Monday, Nov. 21, 1927

In New England

The rivers of New England spent last week recovering from their stroke of autumn apoplexy. As they shrank back to normal, the mills that they used to turn, the power plants they used to keep humming, emerged from the flood covered with muck. Winter began to shut down and the muck froze. Much New England industry was crippled for months to come.

The people of New England followed the receding margins of the flood and returned to their riverside towns. Dunes of silt and wreckage filled streets and houses. Food and fuel were scarce. Communication was restored with difficulty. Railroads were broken up for the winter.

Vermont alone had more than 400 bridges to replace before her highways would be passable. Governor John E. Weeks, when able, wired President Coolidge that Vermont would need all the aid Washington and the Red Cross could send. The President sent Attorney General Sargent and asked Secretary Hoover to follow this week. The Vermont Emergency Board, established in 1923, met for the first time. Governor Smith of neighboring New York, sent over truckloads of workmen & supplies. Army planes flew from Boston, under Major General Preston Brown, to Vermont's assistance, carrying mail & medicines.

New Hampshire was less badly off. Governor Huntley M. Spaulding made no call for help. Massachusetts, which had expected the worst as the flood crests approached last fortnight, escaped major damage. Connecticut, too, had time to prepare.

As rehabilitation progressed, reliable reports of the flood and its aftermath came out of New England river valleys.

The Winooski had caused the most distress. Montpelier, Vermont capital, reckoned its mud-crusted damage at six millions.

Further down the Winooski valley, at Waterbury, Vt., martial law was declared. Many a flood freak had occurred.

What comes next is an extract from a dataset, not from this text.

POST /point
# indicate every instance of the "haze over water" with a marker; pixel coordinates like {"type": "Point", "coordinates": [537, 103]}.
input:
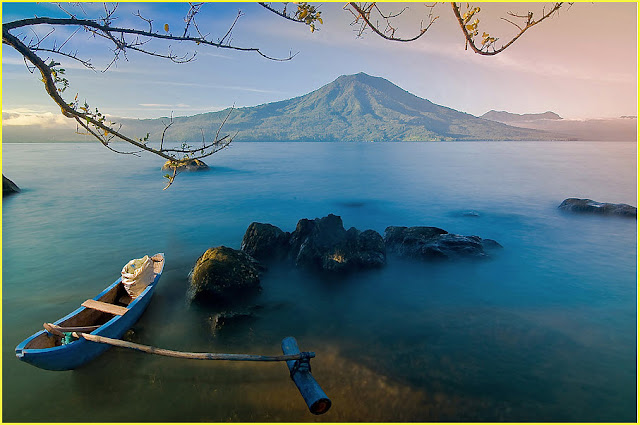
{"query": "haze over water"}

The 300 inmates of an insane asylum escaped. ... A large house with all lights lit floated by at the first flood midnight.*... A crippled farmer nearly starved in his garret. . . . Hearing that Bolton, downstream village, needed food, a Waterbury undertaker furnished coffins to float a raft, which reached Bolton. . . . A rendering (glue, etc.) factory in the Winooski Valley was offered 3,000 carcasses of drowned dairy cows. . . . Excavators were imperiled by a store of dynamite that floated out of a construction camp and lay scattered none knew where under the silt. . . . Wet hay combusted spontaneously in barns.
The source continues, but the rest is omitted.